Configuring Fault Tolerance
Also available as:
loading table of contents...

Operating a NameNode HA cluster

The dfsadmin command can be run on both active and standby NameNodes to operate the HA cluster.

  • While operating an HA cluster, the Active NameNode cannot commit a transaction if it cannot write successfully to a quorum of the JournalNodes.
  • When restarting an HA cluster, the steps for initializing JournalNodes and NN2 can be skipped.
  • Start the services in the following order:
    1. JournalNodes
    2. NameNodes

      Verify that the ZKFailoverController (ZKFC) process on each node is running so that one of the NameNodes can be converted to active state.

    3. DataNodes
  • In a NameNode HA cluster, the following dfsadmin command options will run only on the active NameNode:
    -allowSnapshot <snapshotDir> 
    -disallowSnapshot <snapshotDir>

    The following dfsadmin command options will run on both the active and standby NameNodes:

    -safemode enter

    The -refresh <host:ipc_port> <key> arg1..argn command will be sent to the corresponding host according to its command arguments.

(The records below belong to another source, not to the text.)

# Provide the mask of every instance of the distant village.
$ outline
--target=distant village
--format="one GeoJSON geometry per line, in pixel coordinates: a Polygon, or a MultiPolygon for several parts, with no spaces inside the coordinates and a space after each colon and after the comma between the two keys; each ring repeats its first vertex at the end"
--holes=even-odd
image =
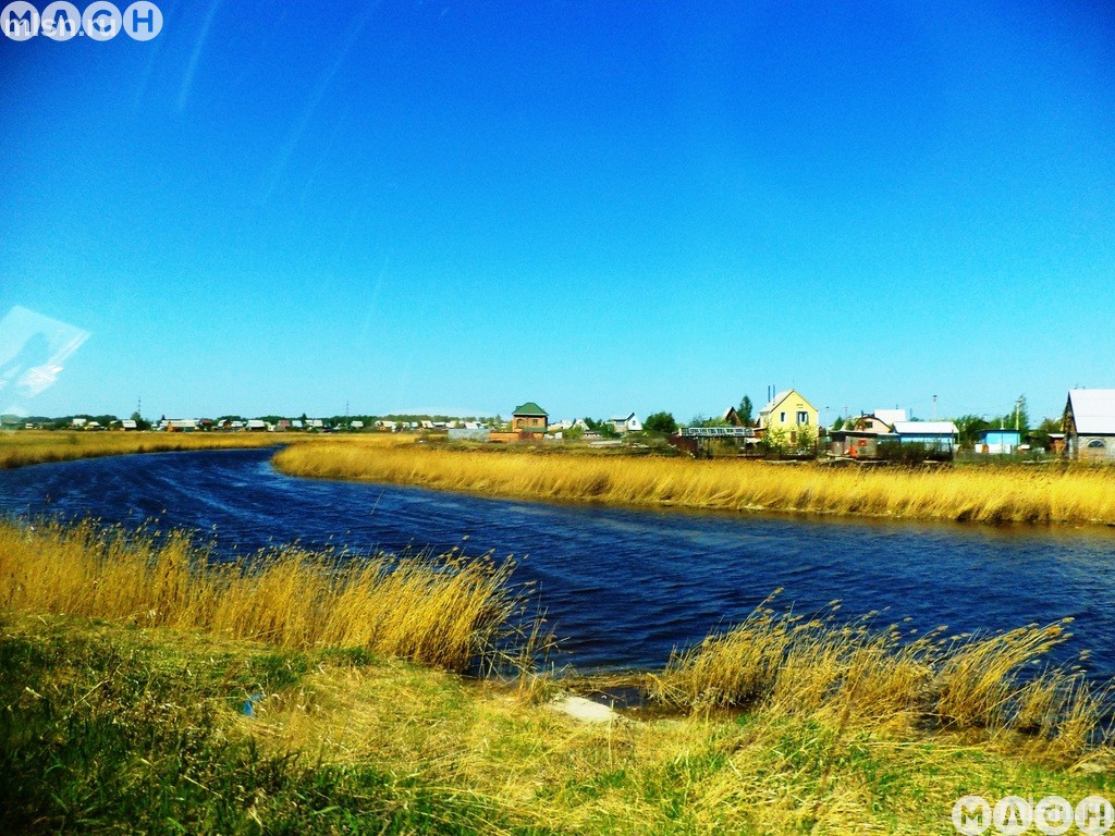
{"type": "Polygon", "coordinates": [[[1073,389],[1058,418],[1029,426],[1025,398],[1012,412],[996,419],[961,416],[952,420],[919,420],[904,409],[874,409],[846,415],[822,426],[818,410],[796,389],[768,392],[757,414],[744,397],[714,418],[695,417],[679,425],[668,412],[640,419],[634,412],[608,419],[551,420],[549,412],[526,401],[501,416],[334,416],[332,418],[130,418],[71,416],[61,419],[3,416],[6,428],[84,431],[159,432],[410,432],[474,444],[546,444],[581,441],[594,446],[668,444],[692,456],[741,455],[779,458],[883,460],[949,460],[971,456],[1066,457],[1115,460],[1115,389],[1073,389]],[[998,425],[998,426],[996,426],[998,425]]]}

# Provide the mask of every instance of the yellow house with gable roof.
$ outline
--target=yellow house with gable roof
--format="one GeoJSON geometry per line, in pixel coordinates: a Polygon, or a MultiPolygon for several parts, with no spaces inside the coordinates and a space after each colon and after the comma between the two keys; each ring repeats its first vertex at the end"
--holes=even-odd
{"type": "Polygon", "coordinates": [[[816,438],[817,408],[796,389],[778,392],[759,410],[758,428],[764,435],[772,429],[782,429],[789,435],[791,444],[797,444],[797,432],[801,427],[809,427],[812,437],[816,438]]]}

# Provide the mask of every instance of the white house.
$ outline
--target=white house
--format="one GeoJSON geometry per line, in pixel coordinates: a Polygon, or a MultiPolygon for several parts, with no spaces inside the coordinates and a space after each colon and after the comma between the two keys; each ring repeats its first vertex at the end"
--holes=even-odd
{"type": "Polygon", "coordinates": [[[1064,428],[1070,458],[1115,458],[1115,389],[1070,390],[1064,428]]]}

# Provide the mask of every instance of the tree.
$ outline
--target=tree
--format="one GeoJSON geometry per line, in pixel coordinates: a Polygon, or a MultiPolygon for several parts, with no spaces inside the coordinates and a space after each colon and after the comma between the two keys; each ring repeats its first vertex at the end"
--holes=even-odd
{"type": "Polygon", "coordinates": [[[971,449],[979,431],[991,426],[980,415],[962,415],[952,422],[957,425],[957,441],[964,449],[971,449]]]}
{"type": "Polygon", "coordinates": [[[739,409],[736,411],[739,412],[739,420],[743,421],[745,427],[750,427],[754,424],[755,405],[752,404],[752,399],[746,395],[739,401],[739,409]]]}
{"type": "Polygon", "coordinates": [[[678,431],[678,422],[669,412],[653,412],[647,416],[642,422],[642,428],[648,432],[660,432],[663,436],[672,436],[678,431]]]}
{"type": "Polygon", "coordinates": [[[1025,395],[1019,395],[1018,400],[1015,401],[1015,420],[1009,426],[1024,435],[1029,431],[1030,416],[1026,410],[1025,395]]]}

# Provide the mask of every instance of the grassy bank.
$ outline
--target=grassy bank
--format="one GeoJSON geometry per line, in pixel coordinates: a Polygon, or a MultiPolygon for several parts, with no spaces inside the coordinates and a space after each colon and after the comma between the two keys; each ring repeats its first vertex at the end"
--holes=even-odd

    The -fetchImage <local directory> command attempts to identify the active NameNode through a RPC call, and then fetch the fsimage from that NameNode. This means that usually the fsimage is retrieved from the active NameNode, but it is not guaranteed because a failover can happen between the two operations.

    The following dfsadmin command options are sent to the DataNodes:

    -shutdownDatanode <datanode_host:ipc_port> upgrade
    -getDatanodeInfo <datanode_host:ipc_port>